Thursday, January 30, 2014

Microseconds matter.

Grace Hopper answers, "Why does it take so damn long to send a message by satellite?" Specifically she does a tremendous job of visualizing the difference between a nanosecond and a microsecond, and what it means to throw away microseconds of computing time.

I am a computational biologist. Sometimes I use computers to compare differences and similarities between the nucleotides (A's, T's, G's and C's) of mammalian genomes.  Sometimes I look at evolution of the human sex chromosomes. I always write computer programs to analyze these datasets.

New technology means that the size of the datasets that we can produce is increasing, and will continue to increase during my lifetime. Computational infrastructure has also been increasing (see a history of computer storage). But, computational power and storage is not going to scale fast enough to keep pace with the size and complexity of the datasets we will need to analyze. That's why Hopper's video above is so relevant.

I've noticed a mentality in biology circles that all we need to do to be able to analyze larger and larger datasets is to increase computing power. But, there are some big problems with this:

1. Computers are not self-sustaining.
Computers need to be maintained, cooled, managed, and cared for. Computing resources need a space where they will be kept cooled. Computers cannot upload or update their own software. Computers cannot turn themselves back on after a power outage, back themselves up (without instructions to do so), or upgrade their own hard drives.

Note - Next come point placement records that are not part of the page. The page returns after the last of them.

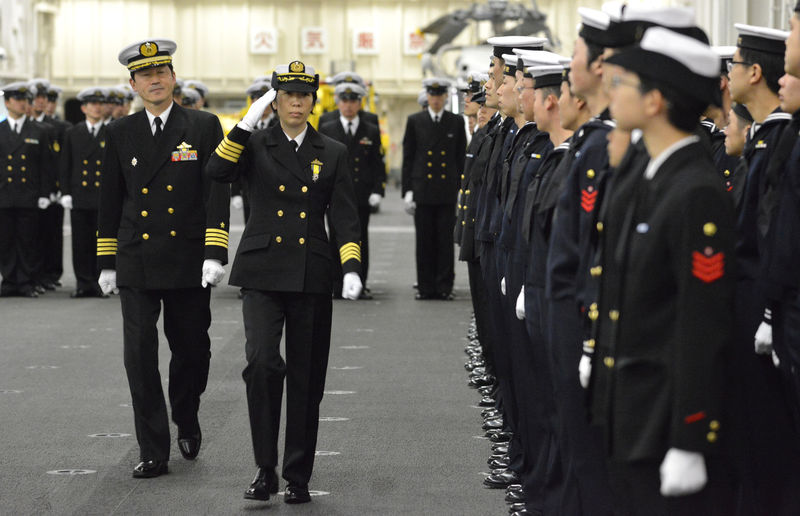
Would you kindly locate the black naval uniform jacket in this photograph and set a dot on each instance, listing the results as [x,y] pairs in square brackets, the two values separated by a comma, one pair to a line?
[366,157]
[159,215]
[284,246]
[26,165]
[433,157]
[81,165]
[663,321]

We need good system administrators, and computational lab managers, to maintain computing resources, and these people need to be paid a competitive salary. High-performace computers is not a once-and-done expenditure; it is an investment.

2. Bigger is not enough.
Yes, large datasets do require lots of storage space, and analysis will increase with faster processors, but that isn't enough. Let's think about it this way:

Imagine I have a dataset that takes one week of computing time to analyze using my fast processors, all of the storage I need, and my current code. If my dataset grows to be a hundred times larger, my dataset will now take 100 weeks of computing time to analyze. If I take no time to optimize my code, or parallelize the jobs, or figure out a new, faster, method, I will be waiting two years (assuming no hiccups) just to see what the new results are.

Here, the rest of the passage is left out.